Presentation
Admitted following seizure; collateral witness described two minutes of right hand shaking / grabbing prior to collapse.
Patient Data



Several bilateral well-defined low attenuation regions around a centimeter in size, mainly at the grey-white junction. One adjacent to the left caudate nucleus. Some have punctate high density within the lesions.
In the left motor cortex, there is another lesion with internal density just under white matter and some surrounding edema.
Some of these have faint peripheral enhancement, with thicker enhancement around the left frontal lesion.



Peripheral lesions in similar distribution to the CT.
There are mostly fluid signal, with eccentric hyperintense T1 internal structures. Faint peripheral enhancement with little to no edema.
The left frontal lesion looks more active with more complex internal signal, a thicker complete rim of enhancement, and perilesional edema.
Minor sulcal effacement only, no significant mass effect.

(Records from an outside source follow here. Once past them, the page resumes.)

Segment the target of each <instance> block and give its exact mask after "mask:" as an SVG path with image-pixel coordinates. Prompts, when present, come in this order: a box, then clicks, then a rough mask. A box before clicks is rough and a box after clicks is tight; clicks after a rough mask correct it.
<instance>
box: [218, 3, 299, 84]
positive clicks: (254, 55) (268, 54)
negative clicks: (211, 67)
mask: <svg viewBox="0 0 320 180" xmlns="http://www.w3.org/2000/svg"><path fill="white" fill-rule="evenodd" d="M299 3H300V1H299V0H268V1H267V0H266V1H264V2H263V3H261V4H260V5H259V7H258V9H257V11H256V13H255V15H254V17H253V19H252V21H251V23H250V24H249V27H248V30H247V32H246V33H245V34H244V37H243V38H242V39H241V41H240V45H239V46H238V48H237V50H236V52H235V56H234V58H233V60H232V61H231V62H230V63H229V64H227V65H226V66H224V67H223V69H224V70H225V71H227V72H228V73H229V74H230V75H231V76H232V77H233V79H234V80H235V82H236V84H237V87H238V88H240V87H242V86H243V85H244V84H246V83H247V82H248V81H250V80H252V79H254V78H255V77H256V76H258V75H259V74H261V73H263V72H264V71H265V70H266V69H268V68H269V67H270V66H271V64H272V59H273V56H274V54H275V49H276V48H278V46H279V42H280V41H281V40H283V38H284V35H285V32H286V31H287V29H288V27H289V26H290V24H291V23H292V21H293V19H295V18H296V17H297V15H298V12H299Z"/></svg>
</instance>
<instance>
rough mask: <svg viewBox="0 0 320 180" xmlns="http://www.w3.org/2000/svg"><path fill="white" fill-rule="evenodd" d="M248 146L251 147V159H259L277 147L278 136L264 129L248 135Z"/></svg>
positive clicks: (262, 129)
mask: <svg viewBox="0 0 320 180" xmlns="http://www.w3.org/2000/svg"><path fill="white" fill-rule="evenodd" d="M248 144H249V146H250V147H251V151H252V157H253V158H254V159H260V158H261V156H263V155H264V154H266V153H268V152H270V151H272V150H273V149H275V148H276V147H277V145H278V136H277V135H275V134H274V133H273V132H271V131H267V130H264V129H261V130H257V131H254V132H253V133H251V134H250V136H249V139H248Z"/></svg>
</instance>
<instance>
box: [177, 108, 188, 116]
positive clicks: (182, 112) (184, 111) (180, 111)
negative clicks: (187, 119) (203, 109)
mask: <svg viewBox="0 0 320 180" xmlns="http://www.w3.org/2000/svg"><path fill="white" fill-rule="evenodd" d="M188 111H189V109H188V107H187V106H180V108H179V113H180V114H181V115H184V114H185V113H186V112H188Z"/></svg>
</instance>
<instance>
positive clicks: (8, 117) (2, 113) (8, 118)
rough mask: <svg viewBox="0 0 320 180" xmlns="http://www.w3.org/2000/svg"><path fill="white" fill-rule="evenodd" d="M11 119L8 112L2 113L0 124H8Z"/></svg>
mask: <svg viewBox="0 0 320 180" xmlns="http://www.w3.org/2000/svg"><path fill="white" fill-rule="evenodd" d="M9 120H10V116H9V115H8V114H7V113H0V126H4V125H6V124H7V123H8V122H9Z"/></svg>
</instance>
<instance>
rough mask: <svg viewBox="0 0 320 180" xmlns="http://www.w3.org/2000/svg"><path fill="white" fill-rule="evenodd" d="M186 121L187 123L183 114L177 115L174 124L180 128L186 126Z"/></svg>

No pulmonary or abdominal organ abnormality (no evidence of tuberculosis).
Multiple rice-grain calcifications throughout the musculature (including left shoulder girdle, thoracic paraspinal muscles, anterior abdominal muscles, psoas and gluteal muscles).
Case Discussion
There are a number of radiological findings compatible with a diagnosis of neurocysticercosis.
The brain lesions are primarily in the vesicular stage, with the left precentral gyrus lesion in the vesicular colloidal stage. This also correlates with the focal onset described in the clinical history.

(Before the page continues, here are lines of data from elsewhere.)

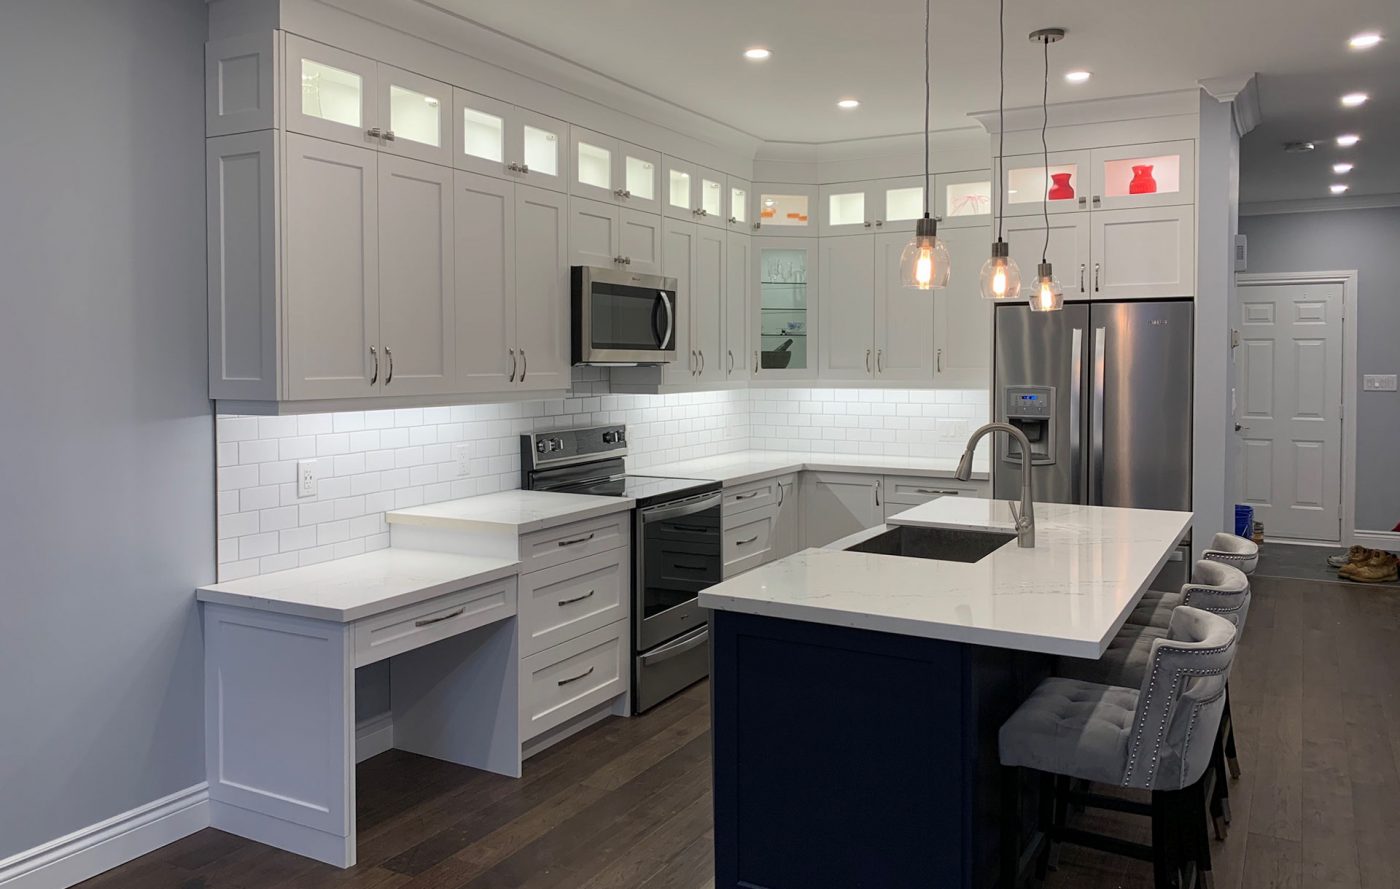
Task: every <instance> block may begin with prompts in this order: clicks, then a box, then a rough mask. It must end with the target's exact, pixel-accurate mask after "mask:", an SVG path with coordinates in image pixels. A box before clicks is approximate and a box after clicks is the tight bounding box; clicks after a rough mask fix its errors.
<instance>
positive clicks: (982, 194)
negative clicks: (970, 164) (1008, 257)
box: [932, 169, 993, 269]
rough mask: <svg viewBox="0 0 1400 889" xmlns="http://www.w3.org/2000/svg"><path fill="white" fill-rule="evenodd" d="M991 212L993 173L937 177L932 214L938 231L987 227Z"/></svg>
mask: <svg viewBox="0 0 1400 889" xmlns="http://www.w3.org/2000/svg"><path fill="white" fill-rule="evenodd" d="M991 210H993V207H991V172H990V171H987V169H974V171H972V172H953V174H938V176H937V178H935V179H934V210H932V213H934V216H937V217H938V227H939V228H966V227H969V225H986V224H988V223H990V221H991ZM979 269H980V266H979Z"/></svg>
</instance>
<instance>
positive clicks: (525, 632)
mask: <svg viewBox="0 0 1400 889" xmlns="http://www.w3.org/2000/svg"><path fill="white" fill-rule="evenodd" d="M630 554H631V547H626V546H623V547H619V549H615V550H609V552H606V553H598V554H596V556H588V557H587V559H575V560H574V561H566V563H564V564H561V566H554V567H553V568H545V570H543V571H531V573H529V574H525V575H522V577H521V580H519V603H521V605H519V610H521V627H522V631H521V640H522V641H521V654H522V655H531V654H535V652H538V651H543V650H546V648H549V647H552V645H557V644H559V643H563V641H567V640H570V638H574V637H575V636H581V634H584V633H588V631H591V630H596V629H599V627H605V626H608V624H609V623H616V622H617V620H623V619H626V617H627V612H629V608H627V605H629V602H627V591H629V589H630V584H629V582H627V581H629V580H630V578H631V564H630Z"/></svg>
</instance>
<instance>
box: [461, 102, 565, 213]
mask: <svg viewBox="0 0 1400 889" xmlns="http://www.w3.org/2000/svg"><path fill="white" fill-rule="evenodd" d="M452 95H454V98H452V119H454V122H455V123H454V130H455V136H454V150H452V165H454V167H456V168H458V169H466V171H470V172H479V174H486V175H489V176H498V178H507V179H518V181H521V182H525V183H528V185H536V186H539V188H546V189H550V190H556V192H563V190H567V188H566V186H567V178H566V175H564V171H566V169H567V167H568V161H567V157H566V155H564V144H566V143H567V140H568V125H567V123H564V122H563V120H556V119H553V118H546V116H545V115H538V113H535V112H532V111H526V109H524V108H517V106H515V105H511V104H508V102H501V101H500V99H493V98H490V97H486V95H480V94H476V92H470V91H468V90H454V91H452Z"/></svg>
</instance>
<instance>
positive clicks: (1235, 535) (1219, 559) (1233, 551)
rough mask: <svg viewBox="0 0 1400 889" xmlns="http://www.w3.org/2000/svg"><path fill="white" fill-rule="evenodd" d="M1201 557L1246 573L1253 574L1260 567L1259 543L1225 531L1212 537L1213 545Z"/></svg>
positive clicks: (1252, 540) (1210, 545)
mask: <svg viewBox="0 0 1400 889" xmlns="http://www.w3.org/2000/svg"><path fill="white" fill-rule="evenodd" d="M1201 559H1208V560H1211V561H1221V563H1225V564H1228V566H1233V567H1236V568H1239V570H1240V571H1243V573H1245V574H1253V573H1254V568H1257V567H1259V543H1254V542H1253V540H1249V539H1246V538H1240V536H1236V535H1232V533H1225V532H1224V531H1222V532H1219V533H1217V535H1215V536H1214V538H1211V545H1210V547H1207V550H1205V552H1204V553H1201Z"/></svg>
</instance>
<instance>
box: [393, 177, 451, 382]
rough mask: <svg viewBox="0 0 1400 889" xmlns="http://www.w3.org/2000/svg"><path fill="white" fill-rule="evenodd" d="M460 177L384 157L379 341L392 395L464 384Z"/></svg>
mask: <svg viewBox="0 0 1400 889" xmlns="http://www.w3.org/2000/svg"><path fill="white" fill-rule="evenodd" d="M454 251H455V245H454V241H452V171H451V169H448V168H447V167H438V165H435V164H427V162H424V161H410V160H407V158H400V157H393V155H388V154H384V155H381V157H379V343H381V344H382V347H384V392H385V395H435V393H440V392H452V391H454V388H455V384H456V365H455V358H456V329H455V323H456V312H455V302H456V300H455V290H456V287H455V281H454V274H452V266H454V263H452V259H454Z"/></svg>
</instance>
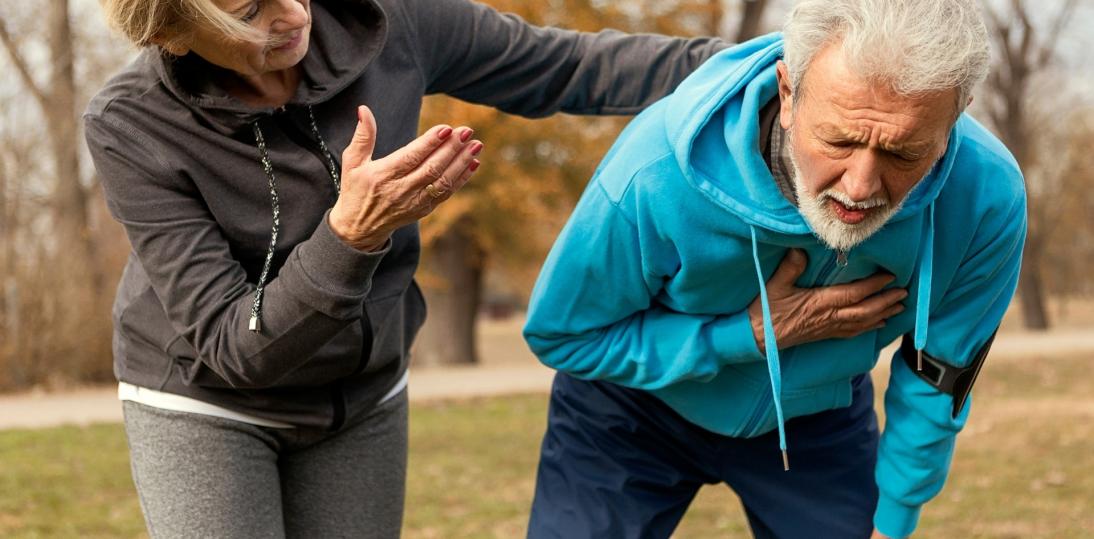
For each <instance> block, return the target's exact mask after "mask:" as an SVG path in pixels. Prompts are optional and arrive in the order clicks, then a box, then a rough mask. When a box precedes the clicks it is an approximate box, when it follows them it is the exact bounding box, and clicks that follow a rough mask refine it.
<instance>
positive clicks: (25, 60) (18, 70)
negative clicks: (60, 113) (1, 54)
mask: <svg viewBox="0 0 1094 539" xmlns="http://www.w3.org/2000/svg"><path fill="white" fill-rule="evenodd" d="M0 43H2V44H3V46H4V49H5V50H8V57H9V58H11V62H12V63H14V65H15V70H16V71H19V75H20V78H21V79H23V84H24V85H26V89H27V91H30V92H31V95H33V96H34V98H35V99H36V101H37V102H38V105H40V106H42V109H43V110H49V96H48V95H46V93H45V92H44V91H43V90H42V87H40V86H38V84H37V83H35V82H34V77H32V75H31V69H30V66H27V63H26V60H25V59H24V58H23V55H21V54H20V51H19V46H18V45H16V44H15V39H14V38H12V36H11V34H10V33H9V32H8V27H7V26H5V25H4V23H3V20H2V19H0Z"/></svg>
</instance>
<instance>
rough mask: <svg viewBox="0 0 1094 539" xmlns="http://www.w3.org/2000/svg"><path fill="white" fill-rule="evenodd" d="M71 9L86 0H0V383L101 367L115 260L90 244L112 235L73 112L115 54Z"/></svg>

Small oblong muscular "rice-grain" calcifications are also a manifestation of parasitic infection.
The patient was of south east Asian origin, where neurocysticercosis is the most common cause of seizures in young adults in endemic regions.
Further history revealed a history of unmanaged epilepsy, and serology tests were positive for Taenia solium. Anti-parasitic medication, as well as anti-epileptics and short course steroids were commenced.